The hearing was to confirm a provisional consent agreement between Hochtief and the commission in terms of which Hochtief agreed to pay a penalty of R1.9m for collusive tendering related to this project.
The project involved the construction of a new tunnel that carried pipelines to transfer the sewage generated by Durban to a wastewater treatment works at the Bluff.
Full disclosure has not been made and we are being misled [so] maybe this deal is premature.
The commission’s investigation revealed that in about February 2005 representatives of all the pre-qualified bidders for this project met and agreed to add a fixed margin of R3m to their bids and pay R1m to the losing bidders.
The Hochtief/Concor joint venture won the tender and Hochtief, the joint venture leader, paid the agreed sum to some losing bidders in 2006.
Andrei Wessels, the chairman of the tribunal panel hearing the case, said the panel could not confirm the agreement at this stage.
A letter was sent by the commission to Hochtief ’s attorneys after the hearing stating that the tribunal had directed, among other things, that Hochtief “must conduct a proper search to determine which ‘loser’s fee’ payments were made” and must consult current and past employees in this regard.
It said a senior employee of Hochtief must also explain in an affidavit how the search was conducted, who was consulted and the findings of the search.
The tribunal also ordered the commission to contact each of the respondents linked to this project to determine whether they had received a loser’s fee and, if so, the amount paid and the payment date.
Apart from the joint venture between Germany’s Hochtief and Concor, the pre-qualified bidders for the project were Stefanutti Stocks in a joint venture with Nishimatsu Construction; Dura Soletanche-Bachy in a joint venture with Group Five; and Grinaker LTA.

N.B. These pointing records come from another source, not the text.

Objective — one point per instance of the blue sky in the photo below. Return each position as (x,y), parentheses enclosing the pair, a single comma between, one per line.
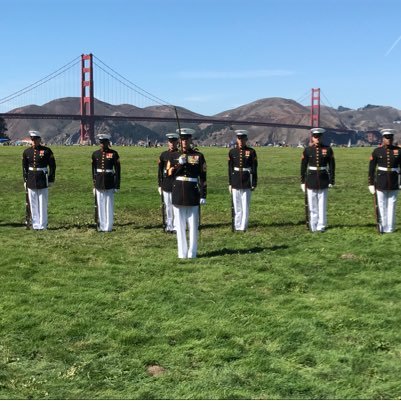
(214,55)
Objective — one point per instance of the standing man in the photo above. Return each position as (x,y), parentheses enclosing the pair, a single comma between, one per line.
(384,172)
(106,174)
(317,175)
(189,192)
(166,160)
(39,173)
(242,179)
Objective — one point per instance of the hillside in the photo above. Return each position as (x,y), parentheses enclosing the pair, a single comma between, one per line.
(363,120)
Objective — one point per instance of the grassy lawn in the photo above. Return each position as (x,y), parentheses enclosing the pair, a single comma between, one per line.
(277,312)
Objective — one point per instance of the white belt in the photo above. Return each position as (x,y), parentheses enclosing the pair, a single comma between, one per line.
(44,169)
(190,179)
(100,170)
(389,169)
(249,170)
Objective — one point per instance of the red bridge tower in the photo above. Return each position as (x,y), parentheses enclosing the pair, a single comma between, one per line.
(87,100)
(315,108)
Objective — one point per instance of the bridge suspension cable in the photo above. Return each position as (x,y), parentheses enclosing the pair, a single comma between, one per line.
(129,84)
(41,82)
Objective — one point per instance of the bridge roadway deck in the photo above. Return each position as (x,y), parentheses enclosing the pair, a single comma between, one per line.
(196,120)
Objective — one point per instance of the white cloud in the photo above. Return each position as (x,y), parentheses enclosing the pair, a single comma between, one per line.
(251,74)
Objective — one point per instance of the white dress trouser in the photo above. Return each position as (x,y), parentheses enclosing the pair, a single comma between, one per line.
(387,202)
(182,216)
(38,199)
(317,200)
(241,200)
(168,210)
(105,209)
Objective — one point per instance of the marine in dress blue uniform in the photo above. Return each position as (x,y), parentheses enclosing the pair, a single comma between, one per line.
(242,178)
(317,175)
(106,175)
(188,193)
(39,173)
(167,159)
(384,173)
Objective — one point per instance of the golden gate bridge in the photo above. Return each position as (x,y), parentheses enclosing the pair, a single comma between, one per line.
(88,117)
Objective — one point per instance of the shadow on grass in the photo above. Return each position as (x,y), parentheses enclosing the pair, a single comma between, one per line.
(228,251)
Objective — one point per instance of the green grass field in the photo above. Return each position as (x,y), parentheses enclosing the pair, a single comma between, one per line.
(275,313)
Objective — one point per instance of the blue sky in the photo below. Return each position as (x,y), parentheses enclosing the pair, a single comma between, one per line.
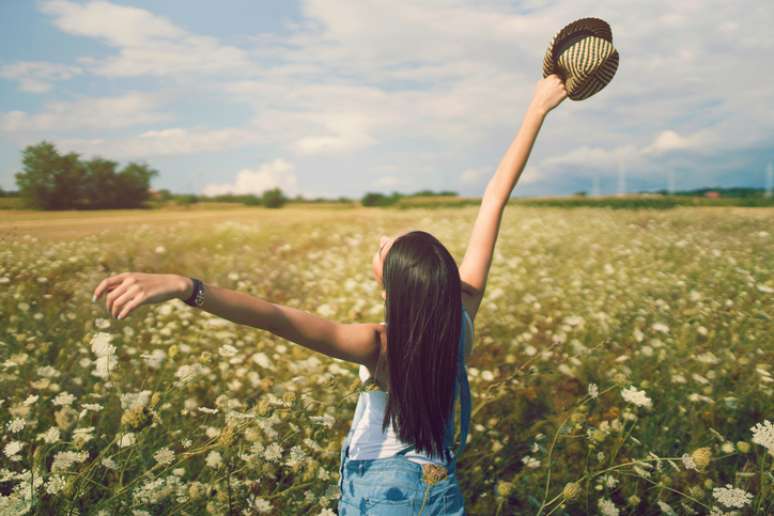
(339,98)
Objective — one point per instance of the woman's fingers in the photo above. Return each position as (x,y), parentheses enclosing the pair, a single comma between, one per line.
(108,283)
(120,301)
(131,305)
(118,291)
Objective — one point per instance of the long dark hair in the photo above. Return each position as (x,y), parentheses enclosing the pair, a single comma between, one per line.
(423,314)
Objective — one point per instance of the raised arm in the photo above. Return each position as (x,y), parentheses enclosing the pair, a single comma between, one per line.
(549,92)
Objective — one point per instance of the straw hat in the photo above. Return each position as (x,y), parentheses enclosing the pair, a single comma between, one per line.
(582,54)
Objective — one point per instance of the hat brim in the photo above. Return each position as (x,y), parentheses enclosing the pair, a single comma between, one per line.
(582,87)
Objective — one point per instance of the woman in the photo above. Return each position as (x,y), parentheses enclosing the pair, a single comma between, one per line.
(397,457)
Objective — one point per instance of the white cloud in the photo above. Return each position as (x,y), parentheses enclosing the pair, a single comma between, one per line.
(148,44)
(276,173)
(671,141)
(629,155)
(346,132)
(125,110)
(388,182)
(164,142)
(475,176)
(446,79)
(38,76)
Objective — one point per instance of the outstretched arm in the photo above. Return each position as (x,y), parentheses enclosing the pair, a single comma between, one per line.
(357,342)
(549,92)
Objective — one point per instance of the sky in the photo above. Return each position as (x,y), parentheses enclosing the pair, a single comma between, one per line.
(339,98)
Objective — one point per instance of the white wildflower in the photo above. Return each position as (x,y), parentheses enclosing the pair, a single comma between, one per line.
(106,359)
(127,439)
(164,456)
(64,398)
(50,436)
(666,508)
(273,452)
(763,434)
(731,496)
(593,390)
(607,507)
(64,459)
(688,462)
(16,425)
(325,420)
(214,459)
(262,506)
(639,398)
(55,484)
(12,448)
(530,462)
(227,351)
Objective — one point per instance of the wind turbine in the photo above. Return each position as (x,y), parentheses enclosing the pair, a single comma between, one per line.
(621,178)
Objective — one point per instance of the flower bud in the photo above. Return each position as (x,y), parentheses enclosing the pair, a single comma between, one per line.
(571,490)
(504,488)
(701,457)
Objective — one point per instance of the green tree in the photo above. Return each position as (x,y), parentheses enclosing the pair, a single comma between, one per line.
(134,182)
(273,198)
(101,187)
(49,180)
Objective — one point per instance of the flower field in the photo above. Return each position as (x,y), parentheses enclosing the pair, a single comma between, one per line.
(623,364)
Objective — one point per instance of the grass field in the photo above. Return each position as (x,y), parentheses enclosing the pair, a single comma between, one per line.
(622,361)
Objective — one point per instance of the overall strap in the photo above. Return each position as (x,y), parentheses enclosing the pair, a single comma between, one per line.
(464,386)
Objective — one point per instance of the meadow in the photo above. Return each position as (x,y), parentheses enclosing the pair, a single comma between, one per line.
(622,361)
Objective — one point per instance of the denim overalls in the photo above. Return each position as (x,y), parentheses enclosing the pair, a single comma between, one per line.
(398,486)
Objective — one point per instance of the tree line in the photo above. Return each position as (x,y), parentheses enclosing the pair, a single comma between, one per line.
(53,181)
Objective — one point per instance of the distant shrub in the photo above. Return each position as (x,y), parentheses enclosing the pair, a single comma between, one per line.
(252,200)
(379,199)
(186,199)
(52,181)
(273,198)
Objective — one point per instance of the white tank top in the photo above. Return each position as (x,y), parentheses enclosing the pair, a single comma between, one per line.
(368,440)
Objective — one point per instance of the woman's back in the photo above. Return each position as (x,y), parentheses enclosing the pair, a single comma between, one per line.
(368,441)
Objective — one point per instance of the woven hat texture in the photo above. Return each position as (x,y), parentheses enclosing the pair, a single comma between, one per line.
(583,55)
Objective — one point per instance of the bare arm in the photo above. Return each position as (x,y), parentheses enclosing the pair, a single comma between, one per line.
(352,342)
(474,270)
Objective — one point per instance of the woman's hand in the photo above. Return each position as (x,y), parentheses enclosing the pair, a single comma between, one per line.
(128,290)
(549,93)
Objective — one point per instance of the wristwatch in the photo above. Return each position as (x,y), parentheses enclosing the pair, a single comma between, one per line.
(197,296)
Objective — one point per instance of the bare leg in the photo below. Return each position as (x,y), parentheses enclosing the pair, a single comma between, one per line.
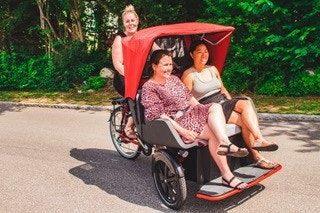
(249,119)
(128,129)
(217,124)
(221,161)
(249,140)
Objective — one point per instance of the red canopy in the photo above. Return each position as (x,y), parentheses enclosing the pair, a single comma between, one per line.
(136,49)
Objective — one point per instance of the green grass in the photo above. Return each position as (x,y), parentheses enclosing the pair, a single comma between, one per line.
(309,105)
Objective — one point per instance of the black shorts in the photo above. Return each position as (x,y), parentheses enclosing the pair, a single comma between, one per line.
(227,104)
(118,83)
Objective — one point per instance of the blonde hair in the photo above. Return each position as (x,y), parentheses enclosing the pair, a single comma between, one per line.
(129,9)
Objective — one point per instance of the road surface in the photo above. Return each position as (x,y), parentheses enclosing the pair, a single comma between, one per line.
(63,160)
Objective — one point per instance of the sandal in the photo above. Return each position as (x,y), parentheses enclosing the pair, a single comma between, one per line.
(228,183)
(130,133)
(241,152)
(261,145)
(265,164)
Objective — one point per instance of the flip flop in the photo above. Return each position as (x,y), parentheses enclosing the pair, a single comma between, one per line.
(265,164)
(269,148)
(241,152)
(230,181)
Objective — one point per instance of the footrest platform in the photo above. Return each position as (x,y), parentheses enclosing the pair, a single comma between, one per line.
(252,175)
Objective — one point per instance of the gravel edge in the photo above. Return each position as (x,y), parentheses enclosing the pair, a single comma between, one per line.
(262,116)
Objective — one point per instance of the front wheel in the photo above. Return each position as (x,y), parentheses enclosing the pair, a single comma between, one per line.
(169,180)
(117,122)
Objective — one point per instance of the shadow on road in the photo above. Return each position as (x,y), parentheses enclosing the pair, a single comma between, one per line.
(10,108)
(131,181)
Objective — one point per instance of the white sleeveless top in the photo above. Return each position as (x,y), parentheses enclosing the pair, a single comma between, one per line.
(203,89)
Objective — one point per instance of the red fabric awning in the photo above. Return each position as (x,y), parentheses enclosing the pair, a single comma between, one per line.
(136,49)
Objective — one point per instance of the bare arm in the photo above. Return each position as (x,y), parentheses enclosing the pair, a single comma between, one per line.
(117,56)
(187,79)
(223,89)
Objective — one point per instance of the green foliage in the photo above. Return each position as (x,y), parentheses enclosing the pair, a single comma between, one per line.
(274,48)
(94,83)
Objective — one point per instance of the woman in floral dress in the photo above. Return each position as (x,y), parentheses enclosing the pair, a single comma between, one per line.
(165,96)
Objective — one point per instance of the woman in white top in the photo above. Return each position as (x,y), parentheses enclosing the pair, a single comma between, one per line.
(206,85)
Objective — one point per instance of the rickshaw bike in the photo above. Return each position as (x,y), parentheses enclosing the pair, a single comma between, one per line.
(173,161)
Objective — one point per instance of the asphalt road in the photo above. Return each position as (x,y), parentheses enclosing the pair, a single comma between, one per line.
(63,160)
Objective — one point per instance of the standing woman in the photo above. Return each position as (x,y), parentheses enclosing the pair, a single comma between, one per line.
(130,20)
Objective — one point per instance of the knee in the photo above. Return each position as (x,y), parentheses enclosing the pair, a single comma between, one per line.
(245,104)
(215,108)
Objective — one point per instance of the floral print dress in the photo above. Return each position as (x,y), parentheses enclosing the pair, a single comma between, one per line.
(170,98)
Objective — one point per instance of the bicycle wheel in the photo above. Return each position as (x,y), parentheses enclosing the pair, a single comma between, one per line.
(170,184)
(124,147)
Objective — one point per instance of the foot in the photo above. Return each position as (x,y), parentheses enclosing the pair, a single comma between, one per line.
(232,150)
(234,183)
(130,133)
(263,145)
(265,164)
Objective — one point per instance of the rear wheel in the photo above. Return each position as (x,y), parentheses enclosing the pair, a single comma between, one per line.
(169,180)
(124,147)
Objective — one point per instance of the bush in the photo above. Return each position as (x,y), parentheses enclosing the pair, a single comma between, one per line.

The tribunal confirmed yesterday a provisional consent agreement between the commission and Stefanutti Stocks related to this project and the Goedgevonden colliery project for Xstrata Coal. Stefanutti Stocks had agreed to pay a penalty of R55.8m for collusive tendering on these projects.
Martin Versfeld, Stefanutti Stocks’ legal representative, said the company did not admit to adding the R3m fixed margin to its bid or to receiving the R1m loser’s fee.